Je rentrai du travail, le nez pris, la gorge qui piquait. Quelle ville polluée ! Un amas de voitures bloquées klaxonnaient, leur pot d’échappement libérant de la fumée noire. Une fois en bas de chez moi, je levai la tête et, comme tous les soirs, je vis les buildings crasseux, le ciel presque noir de fumée. Les voitures, les usines, tout polluait la ville.
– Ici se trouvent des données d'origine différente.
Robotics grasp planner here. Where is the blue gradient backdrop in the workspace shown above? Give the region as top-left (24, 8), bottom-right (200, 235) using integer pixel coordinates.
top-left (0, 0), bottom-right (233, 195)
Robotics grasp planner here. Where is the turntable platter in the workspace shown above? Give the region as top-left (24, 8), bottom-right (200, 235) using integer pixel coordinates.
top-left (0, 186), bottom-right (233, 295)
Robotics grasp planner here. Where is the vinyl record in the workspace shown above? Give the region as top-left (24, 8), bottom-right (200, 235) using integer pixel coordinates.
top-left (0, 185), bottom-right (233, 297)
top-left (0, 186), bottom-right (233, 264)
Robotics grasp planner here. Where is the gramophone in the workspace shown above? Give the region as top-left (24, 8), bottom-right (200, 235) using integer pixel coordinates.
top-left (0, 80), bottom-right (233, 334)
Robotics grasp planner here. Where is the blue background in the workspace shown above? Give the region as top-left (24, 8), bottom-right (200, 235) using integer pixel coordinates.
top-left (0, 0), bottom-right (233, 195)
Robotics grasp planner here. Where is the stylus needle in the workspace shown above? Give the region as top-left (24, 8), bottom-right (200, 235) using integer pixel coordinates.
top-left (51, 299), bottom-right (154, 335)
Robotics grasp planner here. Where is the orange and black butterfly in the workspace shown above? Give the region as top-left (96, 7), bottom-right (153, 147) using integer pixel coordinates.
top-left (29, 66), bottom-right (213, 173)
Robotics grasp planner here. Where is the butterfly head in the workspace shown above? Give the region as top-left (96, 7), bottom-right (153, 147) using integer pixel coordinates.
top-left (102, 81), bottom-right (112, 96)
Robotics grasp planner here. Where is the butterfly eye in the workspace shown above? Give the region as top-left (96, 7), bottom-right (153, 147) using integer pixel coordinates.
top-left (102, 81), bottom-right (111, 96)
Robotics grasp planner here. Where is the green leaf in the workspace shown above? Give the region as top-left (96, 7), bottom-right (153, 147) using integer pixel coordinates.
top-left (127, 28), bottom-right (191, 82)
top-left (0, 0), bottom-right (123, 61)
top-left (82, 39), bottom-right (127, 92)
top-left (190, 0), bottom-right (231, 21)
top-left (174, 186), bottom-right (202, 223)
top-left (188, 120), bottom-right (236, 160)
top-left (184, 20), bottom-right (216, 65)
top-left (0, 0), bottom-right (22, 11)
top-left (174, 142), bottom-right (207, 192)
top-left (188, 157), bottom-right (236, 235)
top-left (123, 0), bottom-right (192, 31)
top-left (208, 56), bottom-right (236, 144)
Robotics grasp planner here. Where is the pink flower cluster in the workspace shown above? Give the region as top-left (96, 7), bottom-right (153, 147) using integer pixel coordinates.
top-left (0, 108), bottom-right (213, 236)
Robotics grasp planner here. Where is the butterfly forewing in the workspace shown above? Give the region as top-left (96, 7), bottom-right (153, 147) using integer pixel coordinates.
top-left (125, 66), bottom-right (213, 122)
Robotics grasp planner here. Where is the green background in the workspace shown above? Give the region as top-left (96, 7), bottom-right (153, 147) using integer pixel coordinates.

Je toussai deux fois et montai dans mon appartement. Une fois chez moi, j’allai vite voir mon grand-père dans son lit. Il était très malade… Je lui dis quelques mots, et allai me coucher à mon tour, les yeux plein de larmes… Je me réveillai en sursaut. Un cauchemar. Je toussai encore une fois et essayai de me rendormir, mais le sommeil ne vint pas. Quelle nuit horrible ! Insomnie, stress, gorge douloureuse… Et une chaleur insupportable !
Je fus soulagé quand les premiers rayons du soleil vinrent caresser mon visage. J’ouvris les yeux, mais remarquai que quelque chose clochait. Il faisait frais ! Je me levai, intrigué… Normalement, tous les matins, je me réveillais en sueur. Là, quoique fraîche, la température était agréable. J’ouvris ma fenêtre, les yeux encore tout chiffonnés de sommeil. Ma toux avait disparu ! Voilà ce qui avait changé. Mais la plus grosse surprise allait arriver.
J’ouvris grands les yeux et poussai un cri énorme. Au lieu de voir les vieux buildings sales, les usines, la fumée et les voitures aux passagers stressés, je vis un océan de bonheur. Un monde merveilleux. Les routes sales étaient maintenant d’énormes collines et des prairies. Les buildings n’existaient plus. Les voitures, usines et autres pollueurs s’étaient volatilisés, laissant place à de petits chemins de terre bordés de fleurs diverses aux couleurs intenses. Un lapin gambadait, et des grenouilles croassaient dans une petite mare bleue. Ebahi par ce changement radical, je courus hors de la maison pour mieux goûter à ce bonheur. Je courais sur l’herbe fraîche, encore mouillée par la rosée. Je pris une grande bouffée d’air. Ce nouvel air était pur, frais et bon. Il transportait une douce odeur de fleurs et d’embruns. Je criai encore, mais de joie cette fois-ci. Le bonheur était enfin là… Je regardai au-delà des collines et à l’horizon je vis l’océan. Il était d’un bleu magnifique.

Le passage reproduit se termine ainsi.